As I have always said, what service people choose to use is completely up to them. However, other free services offer limited options, and this is because many of the features which set RTrack apart cost substantially more than the ones that free services provide. New features are constantly being introduced, most of which cost money, and Membership fees are channelled directly back into the service.
Despite putting over 600 hours into it, I haven’t earnt anything from this project, and am in fact losing money every day from RTrack. Membership plans aren’t just there to put money in my pocket. Put simply, the more people subscribe to membership plans, the more confident I can be when investing more time and money into new features for this project.
The service is monitoring over 5 Million games, significantly more frequently, while every other tracking service (even paid) only tracks games manually submitted by it’s users.
It was the second ever publicly available Roblox game tracking service, so holds data going back more than 6 Months on millions of games which most other options aren’t even tracking yet. Storing and indexing this volume of data doesn’t come cheap.

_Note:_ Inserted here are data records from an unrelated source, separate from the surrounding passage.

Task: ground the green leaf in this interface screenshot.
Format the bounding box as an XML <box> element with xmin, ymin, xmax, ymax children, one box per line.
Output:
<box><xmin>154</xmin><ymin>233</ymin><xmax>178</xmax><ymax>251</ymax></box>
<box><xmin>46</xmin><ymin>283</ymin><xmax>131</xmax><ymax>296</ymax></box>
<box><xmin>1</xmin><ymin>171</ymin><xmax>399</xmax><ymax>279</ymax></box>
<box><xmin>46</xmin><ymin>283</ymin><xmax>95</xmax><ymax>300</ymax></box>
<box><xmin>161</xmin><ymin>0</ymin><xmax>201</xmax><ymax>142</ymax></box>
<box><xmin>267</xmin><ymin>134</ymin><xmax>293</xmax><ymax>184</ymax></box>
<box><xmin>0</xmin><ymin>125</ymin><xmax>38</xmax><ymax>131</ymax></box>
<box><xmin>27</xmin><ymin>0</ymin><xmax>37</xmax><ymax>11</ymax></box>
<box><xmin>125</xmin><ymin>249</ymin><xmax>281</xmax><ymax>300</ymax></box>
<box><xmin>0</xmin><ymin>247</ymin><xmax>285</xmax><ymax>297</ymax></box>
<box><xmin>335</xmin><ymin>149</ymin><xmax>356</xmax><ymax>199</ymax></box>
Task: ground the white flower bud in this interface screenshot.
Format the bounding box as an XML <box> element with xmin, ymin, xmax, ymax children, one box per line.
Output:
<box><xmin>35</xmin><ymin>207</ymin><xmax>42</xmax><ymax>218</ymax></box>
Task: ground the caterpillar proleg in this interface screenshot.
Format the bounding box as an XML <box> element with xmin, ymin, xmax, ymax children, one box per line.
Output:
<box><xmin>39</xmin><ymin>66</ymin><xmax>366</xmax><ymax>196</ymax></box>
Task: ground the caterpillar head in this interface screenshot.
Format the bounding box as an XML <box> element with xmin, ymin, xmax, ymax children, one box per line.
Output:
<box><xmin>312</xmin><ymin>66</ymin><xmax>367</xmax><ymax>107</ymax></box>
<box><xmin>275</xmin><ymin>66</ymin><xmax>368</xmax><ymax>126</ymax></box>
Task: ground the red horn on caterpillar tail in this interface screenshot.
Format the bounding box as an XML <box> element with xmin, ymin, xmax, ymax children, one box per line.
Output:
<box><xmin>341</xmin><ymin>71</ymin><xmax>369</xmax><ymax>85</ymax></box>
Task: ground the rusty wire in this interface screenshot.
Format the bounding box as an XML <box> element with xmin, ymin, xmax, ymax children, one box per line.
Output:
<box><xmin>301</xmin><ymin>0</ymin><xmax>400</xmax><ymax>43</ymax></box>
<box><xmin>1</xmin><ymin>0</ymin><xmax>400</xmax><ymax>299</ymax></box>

RTrack Trends analyses the descriptions & titles of 2,500 games over a 6 month time period to help developers identify and track trends.

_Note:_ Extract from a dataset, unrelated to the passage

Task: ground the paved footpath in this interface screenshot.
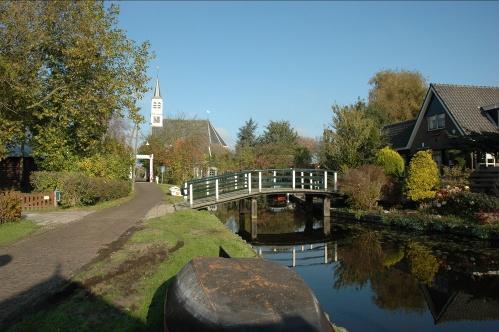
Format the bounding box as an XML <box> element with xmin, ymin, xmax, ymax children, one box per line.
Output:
<box><xmin>0</xmin><ymin>183</ymin><xmax>165</xmax><ymax>327</ymax></box>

RTrack Compare allows developers to compare up to 10 games on many different aspects, over a 6 month period.
RTrack Social scans millions of games daily for signs of botting, and uses historical data to assign an informed rating to each game.

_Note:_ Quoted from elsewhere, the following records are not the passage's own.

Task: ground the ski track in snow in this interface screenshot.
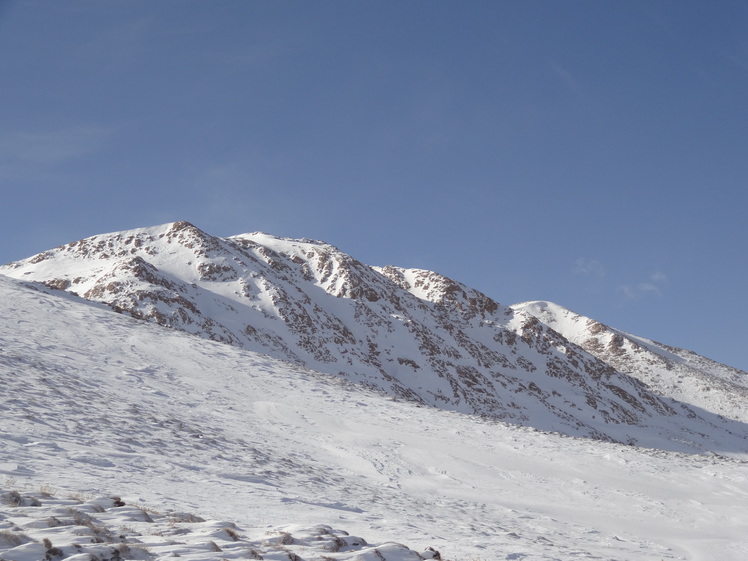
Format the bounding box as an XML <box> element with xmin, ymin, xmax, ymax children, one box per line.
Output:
<box><xmin>2</xmin><ymin>275</ymin><xmax>748</xmax><ymax>560</ymax></box>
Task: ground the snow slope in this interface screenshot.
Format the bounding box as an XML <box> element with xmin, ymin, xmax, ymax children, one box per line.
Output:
<box><xmin>2</xmin><ymin>274</ymin><xmax>748</xmax><ymax>560</ymax></box>
<box><xmin>2</xmin><ymin>221</ymin><xmax>748</xmax><ymax>454</ymax></box>
<box><xmin>513</xmin><ymin>301</ymin><xmax>748</xmax><ymax>424</ymax></box>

Every single banner, skyscraper and box ad published on Roblox is tracked and analysed.
Every single sponsorship run on desktop is tracked (and this data will soon be available on the site).
I regularly release articles on platform wide MAU, and player count records – these are things no other tracking service provides.
RTrack’s new player insight feature tracks over 300,000 user accounts and currently stores data on about 24 Million individual play sessions. This works through the status API, and requests for this have to be sent through a proxy network due to rate limiting.
I’ve put aside work on game development to be able to work on RTrack full time. I can’t do that unless there’s potential for RTrack to help pay my bills.